Range concatenation grammar

Last updated January 26, 2024

Range concatenation grammar (RCG) is a grammar formalism developed by Pierre Boullier ^[1] in 1998 as an attempt to characterize a number of phenomena of natural language, such as Chinese numbers and German word order scrambling, which are outside the bounds of the mildly context-sensitive languages.^[2]

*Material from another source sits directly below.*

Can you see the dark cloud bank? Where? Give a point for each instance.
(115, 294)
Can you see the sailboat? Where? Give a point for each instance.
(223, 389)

Though intended as a variant on Groenink's literal movement grammars (LMGs), RCGs treat the grammatical process more as a proof than as a production. Whereas LMGs produce a terminal string from a start predicate, RCGs aim to reduce a start predicate (which predicates of a terminal string) to the empty string, which constitutes a proof of the terminal strings membership in the language.

Description

Formal definition

A Positive Range Concatenation Grammar (PRCG) is a tuple $G=(N,~T,~V,~S,~P)$ , where:

$N$ , $T$ and $V$ are disjoint finite sets of (respectively) predicate names, terminal symbols and variable names. Each predicate name has an associated arity given by the function $\dim :N\rightarrow \mathbb {N} \setminus \{0\}$ .
$S\in N$ is the start predicate name and verify $\dim(S)=1$ .
$P$ is a finite set of clauses of the form $\psi _{0}\rightarrow \psi _{1}\ldots \psi _{m}$ , where the $\psi _{i}$ are predicates of the form $A_{i}(\alpha _{1},\ldots ,\alpha _{\dim(A_{i})})$ with $A_{i}\in N$ and $\alpha _{i}\in (T\cup V)^{\star }$ .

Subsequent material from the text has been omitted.